Damages phase ahead Ellen Basting Dizard, who is on the board of directors of the Wisconsin Bar Association's labor and employment law section, said the damages phase of the trial, which starts Monday, could rely heavily on the jury's assessment of the number of times each plaintiff was passed over when Jones hired a woman or member of a racial minority.

But she doubted that U.S. District Judge Thomas Curran will go out of his way to force the Police Department to change how captains are appointed, a process that currently allows chiefs to nominate anyone they want - almost always a lieutenant - and send only that candidate to the Fire and Police Commission for review and ratification.

"Typically, courts shy away from dictating specific process changes to a department," Dizard said.

It is highly unusual for a department Milwaukee's size to allow promotions to captain to be based solely on the chief's wishes.

"That's how you pick your top commanders, but captains are not top commanders. They're middle managers," said D.P. Van Blaricom, a police practices expert based in Bellevue, Wash.

More commonly, candidates for promotion take a civil service exam. The scores, along with other qualifications, help determine who is promoted, he said.

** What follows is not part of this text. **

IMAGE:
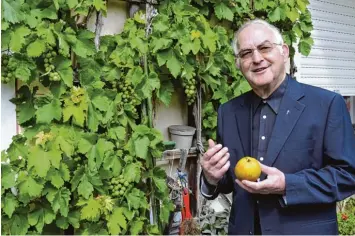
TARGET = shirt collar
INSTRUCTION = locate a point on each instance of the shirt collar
(274, 100)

Samuel Walker, a criminal justice professor at the University of Nebraska, said the lack of job postings for captain's positions in Milwaukee hurt the city's chances in the civil suit.

"The city was in a vulnerable position because there were no criteria" for the positions, he said.

That vulnerability was significant enough that Rettko was able to win despite what other attorneys viewed as incredibly long odds just because of the type of case. Successful racial-discrimination cases are hard matters to litigate, much more so when the victim is white, lawyers said, and wrongful-promotion cases are harder cases than wrongful-termination ones. Over seven years as police chief, Jones' record was enough to overcome all those obstacles in the jury's eyes.

"The chief, though perhaps well-intentioned, seemed to be trying to implement his own version of affirmative action," Hynes said. "Given the current status of the law, that will tend to backfire."

Leonard Sykes Jr. of the Journal Sentinel staff contributed to this report.